Mais alors que la consommation d'insectes est déjà répandue en Asie ou en Amérique du Sud, l'industrie alimentaire s'aventure en terre inconnue dans notre pays. Les insectes sont considérés comme des "novel food" et ne sont pas encore admis pour la consommation humaine. Mais cela pourrait bientôt changer : Dès l'année prochaine, la consommation de certains insectes devrait être admise en Suisse. Et dans d'autres pays européens aussi, ils devraient bientôt être de plus en plus présents au menu.

Regarder de plus près

"Il règne une véritable atmosphère de renouveau", constate Mathys. Mais il n'est pas aussi euphorique que certains exposants. Comparés aux porcs, aux poulets et surtout aux bovins, les insectes s'en sortent certes nettement mieux sur de nombreux points. Mais vendre les insectes en bloc comme la solution la plus durable est malhonnête, estime-t-il. Comment les animaux sont-ils nourris ? Comment sont-ils élevés ? Et comment sont-ils traités après l'élevage ? "Il y a de nombreux aspects qu'il faut examiner de près", estime le chercheur. "Et il ne faut pas oublier que les algues et les légumineuses pourraient également apporter une contribution importante pour couvrir les besoins croissants en protéines. Et ces sources végétales s'en sortent mieux que les insectes en termes de durabilité dans de nombreux scénarios."

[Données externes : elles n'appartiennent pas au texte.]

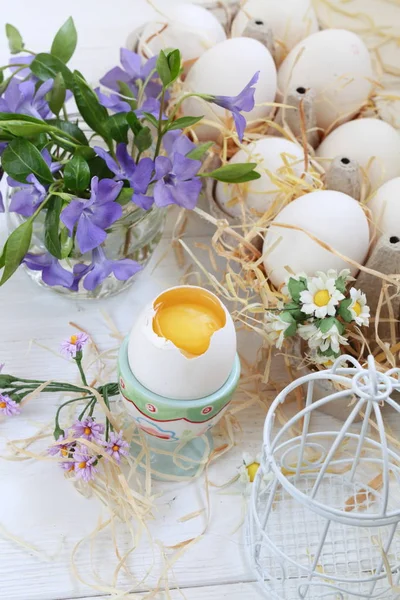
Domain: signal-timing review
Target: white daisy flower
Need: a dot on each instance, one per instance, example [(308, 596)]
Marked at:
[(359, 309), (322, 297), (307, 331), (275, 328), (324, 341)]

Dans son argumentation, Mathys s'appuie sur une publication récente dans laquelle il a comparé avec ses collègues différentes sources de protéines dans une analyse du cycle de vie. "Cette étude donne un bon aperçu des points les plus importants", explique-t-il. "Elle constitue pour moi un point de départ idéal, car nous savons désormais quels processus devraient être améliorés en premier lieu". Au cours des prochaines années, le chercheur souhaite optimiser la transformation des insectes en collaboration avec l'entreprise Bühler, qui soutient sa chaire avec l'entreprise industrielle Migros par un financement de départ, ainsi qu'avec d'autres partenaires. "Bühler a déjà une grande compétence dans le domaine de la technologie alimentaire", explique Mathys. "L'objectif est maintenant d'optimiser les processus déjà existants de manière à ce que nous puissions filtrer et conserver le plus délicatement possible les ingrédients de haute qualité des insectes".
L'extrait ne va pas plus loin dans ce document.